Manager Humas KAI Daop 1 Jakarta, Franoto Wibowo, menyampaikan bahwa pengoperasian kereta ini ditujukan untuk memenuhi kebutuhan mobilitas masyarakat selama mudik Lebaran.
"Kereta Ekonomi Kerakyatan hadir untuk memperluas akses perjalanan Lebaran. Kapasitas bertambah, kenyamanan meningkat, dan tarif tetap terjangkau. Ini bagian dari strategi menjaga keseimbangan antara daya angkut dan kualitas perjalanan saat permintaan meningkat," ujar Franoto, Rabu (25/2/2026).
Kereta Ekonomi Kerakyatan dirangkaikan pada KA Tambahan relasi Pasar Senen–Lempuyangan, dengan komposisi lima kereta eksekutif dan empat sarana ekonomi kerakyatan. Total kapasitas kereta eksekutif sebanyak 250 tempat duduk, sedangkan ekonomi kerakyatan 372 tempat duduk.
Rangkaian tersebut beroperasi pada KA 7039 Tambahan Lempuyangan–Pasar Senen, berangkat pukul 06.00 WIB dan tiba 13.56 WIB. Selain itu, KA 7040 Tambahan Pasar Senen–Lempuyangan berangkat pukul 15.25 WIB dan tiba 22.57 WIB.
Sarana ini merupakan hasil modifikasi kereta ekonomi AC package generasi sebelumnya yang dikerjakan Insan Balai Yasa Manggarai. Penyesuaian difokuskan pada interior dan konfigurasi kursi untuk meningkatkan pengalaman perjalanan jarak jauh.
Setiap unit memiliki 93 tempat duduk dengan formasi 3:2 yang lebih ergonomis dan lapang dibanding susunan sebelumnya yang berkapasitas 106 kursi. Fitur reversible memungkinkan arah kursi disesuaikan dengan laju kereta, sehingga meningkatkan kenyamanan pelanggan.

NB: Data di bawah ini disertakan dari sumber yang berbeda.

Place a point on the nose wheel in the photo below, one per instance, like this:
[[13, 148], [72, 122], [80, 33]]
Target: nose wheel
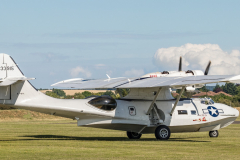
[[213, 133], [162, 132], [133, 135]]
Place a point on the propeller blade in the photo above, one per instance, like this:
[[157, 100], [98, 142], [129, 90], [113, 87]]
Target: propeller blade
[[180, 64], [207, 69]]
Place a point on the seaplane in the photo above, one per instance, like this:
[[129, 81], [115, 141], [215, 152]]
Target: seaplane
[[149, 108]]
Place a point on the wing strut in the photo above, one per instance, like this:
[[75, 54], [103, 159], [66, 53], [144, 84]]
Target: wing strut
[[177, 100], [154, 100]]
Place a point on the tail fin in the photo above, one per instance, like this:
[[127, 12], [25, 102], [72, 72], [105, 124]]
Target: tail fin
[[10, 74], [9, 71], [8, 68]]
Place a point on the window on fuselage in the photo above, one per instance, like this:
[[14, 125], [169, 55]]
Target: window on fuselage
[[182, 112], [106, 103], [193, 112]]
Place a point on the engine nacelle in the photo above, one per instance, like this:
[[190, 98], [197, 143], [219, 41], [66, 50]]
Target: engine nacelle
[[175, 73]]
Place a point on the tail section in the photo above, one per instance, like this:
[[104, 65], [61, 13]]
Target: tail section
[[9, 71], [12, 80]]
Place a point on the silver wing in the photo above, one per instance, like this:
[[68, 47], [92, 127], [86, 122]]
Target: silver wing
[[146, 82]]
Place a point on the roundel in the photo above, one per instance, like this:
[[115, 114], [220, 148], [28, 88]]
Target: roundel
[[213, 111]]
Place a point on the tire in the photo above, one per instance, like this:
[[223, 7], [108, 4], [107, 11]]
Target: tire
[[133, 135], [213, 133], [162, 133]]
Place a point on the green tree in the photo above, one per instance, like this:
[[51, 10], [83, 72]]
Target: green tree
[[217, 88], [203, 89]]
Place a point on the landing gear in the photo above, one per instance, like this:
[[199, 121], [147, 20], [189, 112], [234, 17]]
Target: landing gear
[[162, 132], [133, 135], [213, 133]]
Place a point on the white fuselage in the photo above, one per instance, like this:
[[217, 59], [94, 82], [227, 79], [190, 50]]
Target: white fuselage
[[190, 115]]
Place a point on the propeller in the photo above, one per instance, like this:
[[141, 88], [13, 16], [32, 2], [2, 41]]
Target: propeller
[[207, 69], [180, 64]]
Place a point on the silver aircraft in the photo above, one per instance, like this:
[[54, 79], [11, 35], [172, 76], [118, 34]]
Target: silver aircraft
[[148, 108]]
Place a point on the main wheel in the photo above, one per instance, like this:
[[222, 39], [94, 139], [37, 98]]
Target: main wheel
[[162, 132], [213, 133], [133, 135]]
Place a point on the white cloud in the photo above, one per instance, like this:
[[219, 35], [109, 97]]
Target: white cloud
[[134, 73], [99, 66], [196, 56], [75, 72]]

Dari sisi tarif, posisinya berada di atas PSO dan di bawah Ekonomi Reguler. Skema ini memberikan alternatif bagi masyarakat yang menginginkan harga tetap terjangkau dengan fasilitas lebih baik dibandingkan kelas ekonomi bersubsidi.
Franoto menambahkan bahwa optimalisasi sarana yang dimiliki menjadi bagian dari inovasi layanan untuk meningkatkan kapasitas dalam waktu singkat.
"Lebaran menuntut kesiapan menyeluruh. Melalui inovasi pada sarana yang ada, kapasitas bertambah dan kualitas perjalanan meningkat. Pelanggan memiliki lebih banyak pilihan jadwal serta kelas sesuai kebutuhan," tutup Franoto.